La Dictature du cool – © Christophe Raynaud de Lage / Festival d’Avignon

Spectateur avignonnais : bienvenue en 2005 ! Mais si, tu sais, en 2005 : quand la vidéo sonnait choc et les bites claquaient chic au milieu d’un décor toc ! Tu te souviens ? Non ? Alors vas-y, va au gymnase Aubanel et profite… C’est pour une fois un formidable retour en arrière qu’on te propose. Formidable, parce que contrairement à l’habitude, « La Dictadura… » peut bien revêtir tous les atours ringards de la pièce enragée biberonnée à l’héroïne bourgeoise, elle reste une réussite totale. Ici, ce soir du 1er mai, dans le salon de ce nouveau ministre de la Culture au milieu duquel des bouteilles hors de prix valsent, des Rolex volent et des désespérances éructent, c’est toute une beauté indicible qui se développe. Et peu importe le propos faussement politique qui recouvre lourdement la démarche. Celui-ci est évidemment crassement éculé quand les acteurs-performeurs s’en prennent gratuitement à une classe sociale dont ils ne font en plus que détourer les plus grossiers défauts.
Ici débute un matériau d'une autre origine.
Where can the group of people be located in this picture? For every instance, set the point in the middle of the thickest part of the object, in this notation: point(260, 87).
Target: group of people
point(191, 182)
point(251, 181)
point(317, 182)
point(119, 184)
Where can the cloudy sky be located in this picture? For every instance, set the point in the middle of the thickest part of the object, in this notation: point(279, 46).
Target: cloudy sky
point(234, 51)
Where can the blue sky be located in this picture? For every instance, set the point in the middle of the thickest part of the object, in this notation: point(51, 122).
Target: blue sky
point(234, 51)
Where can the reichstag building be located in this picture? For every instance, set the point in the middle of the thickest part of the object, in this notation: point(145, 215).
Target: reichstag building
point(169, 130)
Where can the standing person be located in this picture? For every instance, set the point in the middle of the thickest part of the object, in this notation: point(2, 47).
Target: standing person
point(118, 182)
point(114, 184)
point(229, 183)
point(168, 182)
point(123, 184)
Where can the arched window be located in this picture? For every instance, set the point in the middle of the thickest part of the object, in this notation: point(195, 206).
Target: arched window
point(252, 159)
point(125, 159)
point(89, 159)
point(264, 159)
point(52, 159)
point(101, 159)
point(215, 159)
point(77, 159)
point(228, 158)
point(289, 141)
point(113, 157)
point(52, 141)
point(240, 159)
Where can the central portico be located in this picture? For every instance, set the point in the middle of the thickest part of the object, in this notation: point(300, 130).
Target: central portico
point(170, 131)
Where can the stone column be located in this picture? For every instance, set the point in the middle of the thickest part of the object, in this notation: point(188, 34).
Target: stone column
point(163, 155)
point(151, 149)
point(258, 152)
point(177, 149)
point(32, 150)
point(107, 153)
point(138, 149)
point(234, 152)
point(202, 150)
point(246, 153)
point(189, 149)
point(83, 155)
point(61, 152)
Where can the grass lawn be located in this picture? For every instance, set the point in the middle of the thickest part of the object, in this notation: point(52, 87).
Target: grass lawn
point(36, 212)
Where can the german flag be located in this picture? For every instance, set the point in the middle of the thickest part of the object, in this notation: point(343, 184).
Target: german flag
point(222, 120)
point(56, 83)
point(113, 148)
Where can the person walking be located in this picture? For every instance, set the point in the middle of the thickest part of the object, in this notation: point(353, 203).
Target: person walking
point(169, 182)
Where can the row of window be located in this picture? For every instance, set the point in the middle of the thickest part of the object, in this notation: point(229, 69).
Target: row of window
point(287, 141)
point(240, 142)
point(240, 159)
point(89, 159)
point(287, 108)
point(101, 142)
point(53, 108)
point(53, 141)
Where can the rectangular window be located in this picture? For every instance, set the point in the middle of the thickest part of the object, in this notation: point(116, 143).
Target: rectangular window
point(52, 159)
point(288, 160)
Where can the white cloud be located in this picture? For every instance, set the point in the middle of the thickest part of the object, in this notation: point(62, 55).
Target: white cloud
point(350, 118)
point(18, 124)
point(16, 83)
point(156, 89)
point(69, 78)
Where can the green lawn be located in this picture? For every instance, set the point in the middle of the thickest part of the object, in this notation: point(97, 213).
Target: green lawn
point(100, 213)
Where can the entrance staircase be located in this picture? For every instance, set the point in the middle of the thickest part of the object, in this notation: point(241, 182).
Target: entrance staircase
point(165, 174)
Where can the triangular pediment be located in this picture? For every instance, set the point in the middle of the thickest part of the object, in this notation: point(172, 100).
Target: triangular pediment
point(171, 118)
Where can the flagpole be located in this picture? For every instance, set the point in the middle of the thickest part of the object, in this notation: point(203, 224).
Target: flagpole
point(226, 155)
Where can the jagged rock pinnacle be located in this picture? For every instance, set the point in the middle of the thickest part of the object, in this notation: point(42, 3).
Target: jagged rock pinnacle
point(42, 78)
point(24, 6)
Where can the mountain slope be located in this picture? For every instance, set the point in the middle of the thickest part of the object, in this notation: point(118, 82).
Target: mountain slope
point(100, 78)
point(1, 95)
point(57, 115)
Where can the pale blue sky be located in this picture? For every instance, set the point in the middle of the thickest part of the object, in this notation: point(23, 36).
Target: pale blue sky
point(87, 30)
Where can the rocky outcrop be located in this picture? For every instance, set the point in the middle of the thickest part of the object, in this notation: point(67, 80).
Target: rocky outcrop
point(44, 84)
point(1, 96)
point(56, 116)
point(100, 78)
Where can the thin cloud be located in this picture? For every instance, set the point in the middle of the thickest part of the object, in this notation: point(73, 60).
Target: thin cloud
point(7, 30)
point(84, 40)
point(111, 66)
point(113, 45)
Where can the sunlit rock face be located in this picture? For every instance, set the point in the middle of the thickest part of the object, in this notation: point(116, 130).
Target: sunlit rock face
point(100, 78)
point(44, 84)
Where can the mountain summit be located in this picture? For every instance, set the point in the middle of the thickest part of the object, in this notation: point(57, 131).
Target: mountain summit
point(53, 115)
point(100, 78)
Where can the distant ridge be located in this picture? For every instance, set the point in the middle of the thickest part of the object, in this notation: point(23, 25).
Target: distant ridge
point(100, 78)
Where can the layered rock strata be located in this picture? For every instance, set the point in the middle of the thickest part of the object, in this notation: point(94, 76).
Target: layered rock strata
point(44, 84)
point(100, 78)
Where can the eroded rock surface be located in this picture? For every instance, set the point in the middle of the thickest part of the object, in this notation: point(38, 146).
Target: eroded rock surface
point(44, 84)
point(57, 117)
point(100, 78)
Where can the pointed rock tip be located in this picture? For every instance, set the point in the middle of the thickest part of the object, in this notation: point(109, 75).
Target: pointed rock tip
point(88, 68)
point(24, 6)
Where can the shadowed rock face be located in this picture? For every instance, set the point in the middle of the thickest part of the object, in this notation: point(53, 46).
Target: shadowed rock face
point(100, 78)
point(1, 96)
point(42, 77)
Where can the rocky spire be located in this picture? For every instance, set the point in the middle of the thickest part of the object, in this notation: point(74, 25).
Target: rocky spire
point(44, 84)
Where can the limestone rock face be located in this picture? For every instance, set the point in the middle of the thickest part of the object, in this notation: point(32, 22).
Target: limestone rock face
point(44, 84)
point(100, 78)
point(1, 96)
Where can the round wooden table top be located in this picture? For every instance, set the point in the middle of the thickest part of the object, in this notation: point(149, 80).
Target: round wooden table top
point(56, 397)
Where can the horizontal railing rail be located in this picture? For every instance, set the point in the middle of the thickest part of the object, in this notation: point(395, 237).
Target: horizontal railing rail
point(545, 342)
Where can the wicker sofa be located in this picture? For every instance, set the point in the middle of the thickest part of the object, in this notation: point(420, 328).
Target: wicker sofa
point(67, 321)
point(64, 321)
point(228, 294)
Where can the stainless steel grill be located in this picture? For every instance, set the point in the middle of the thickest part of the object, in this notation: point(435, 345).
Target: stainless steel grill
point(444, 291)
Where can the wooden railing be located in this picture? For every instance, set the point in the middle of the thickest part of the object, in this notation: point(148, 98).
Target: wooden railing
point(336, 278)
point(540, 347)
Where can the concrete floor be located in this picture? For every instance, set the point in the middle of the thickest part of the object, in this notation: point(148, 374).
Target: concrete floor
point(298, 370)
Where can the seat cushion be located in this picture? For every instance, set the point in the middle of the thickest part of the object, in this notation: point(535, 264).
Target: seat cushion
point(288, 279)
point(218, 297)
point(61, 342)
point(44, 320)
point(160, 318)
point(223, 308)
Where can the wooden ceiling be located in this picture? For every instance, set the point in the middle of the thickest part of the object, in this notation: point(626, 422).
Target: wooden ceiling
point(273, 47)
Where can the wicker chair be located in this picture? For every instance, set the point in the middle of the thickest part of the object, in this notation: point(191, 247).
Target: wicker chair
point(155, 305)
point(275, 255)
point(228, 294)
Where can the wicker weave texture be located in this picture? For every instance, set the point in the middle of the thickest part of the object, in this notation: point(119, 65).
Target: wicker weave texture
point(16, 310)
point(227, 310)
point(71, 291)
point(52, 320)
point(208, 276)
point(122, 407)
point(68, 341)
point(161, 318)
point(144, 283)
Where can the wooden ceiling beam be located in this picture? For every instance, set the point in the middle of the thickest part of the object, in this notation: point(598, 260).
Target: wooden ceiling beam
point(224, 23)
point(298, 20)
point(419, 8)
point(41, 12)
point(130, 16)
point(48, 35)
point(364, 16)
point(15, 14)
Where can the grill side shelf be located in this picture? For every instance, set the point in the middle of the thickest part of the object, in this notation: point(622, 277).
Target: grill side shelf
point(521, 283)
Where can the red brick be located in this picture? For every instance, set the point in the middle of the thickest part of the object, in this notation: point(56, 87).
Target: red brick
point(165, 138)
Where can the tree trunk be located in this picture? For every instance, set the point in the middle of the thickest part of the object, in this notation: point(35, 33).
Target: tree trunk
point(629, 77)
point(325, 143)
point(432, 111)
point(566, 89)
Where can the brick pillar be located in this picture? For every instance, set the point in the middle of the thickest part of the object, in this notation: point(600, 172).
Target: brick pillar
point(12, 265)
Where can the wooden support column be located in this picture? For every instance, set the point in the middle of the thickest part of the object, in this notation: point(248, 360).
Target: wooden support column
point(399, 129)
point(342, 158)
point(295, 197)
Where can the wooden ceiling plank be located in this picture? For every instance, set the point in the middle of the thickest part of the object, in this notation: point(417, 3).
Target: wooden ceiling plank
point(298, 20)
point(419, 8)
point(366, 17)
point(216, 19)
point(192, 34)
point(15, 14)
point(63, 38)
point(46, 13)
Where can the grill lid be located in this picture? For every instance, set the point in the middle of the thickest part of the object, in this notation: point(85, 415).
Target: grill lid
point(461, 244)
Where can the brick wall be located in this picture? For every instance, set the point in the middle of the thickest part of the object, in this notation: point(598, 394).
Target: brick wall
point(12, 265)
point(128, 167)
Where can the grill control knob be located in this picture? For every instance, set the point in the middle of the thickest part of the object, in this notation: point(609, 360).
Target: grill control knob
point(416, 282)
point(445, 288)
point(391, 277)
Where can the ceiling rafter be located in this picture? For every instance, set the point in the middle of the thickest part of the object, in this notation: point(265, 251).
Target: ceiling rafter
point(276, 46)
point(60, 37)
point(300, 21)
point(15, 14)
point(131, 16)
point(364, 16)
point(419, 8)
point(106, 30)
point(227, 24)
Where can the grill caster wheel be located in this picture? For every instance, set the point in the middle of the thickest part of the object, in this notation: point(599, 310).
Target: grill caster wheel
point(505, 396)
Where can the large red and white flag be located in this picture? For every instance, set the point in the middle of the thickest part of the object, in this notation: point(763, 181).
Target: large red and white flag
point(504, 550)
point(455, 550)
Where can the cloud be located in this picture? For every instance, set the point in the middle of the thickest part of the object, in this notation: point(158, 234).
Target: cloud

Oui, peu importe parce que c’est la racine d’un diable désespéré qui pousse dans nos yeux au fil de la représentation, et que c’est terriblement beau. Vous ne me croyez pas ? Alors allez-y. Allez regarder ces jeunes abrutis flotter, abasourdis par une musique que plus aucun autre instrument que la merditude du monde n’est capable d’émettre. Si vous êtes un enfant d’aujourd’hui né sur la planète Terre, vous verrez dans leurs yeux tout le siècle qui se déroule et, avec lui, les raisons de l’échec de ces dix dernières années, qui furent comme cette soirée à laquelle on assiste : sublimes et sordides à la fois.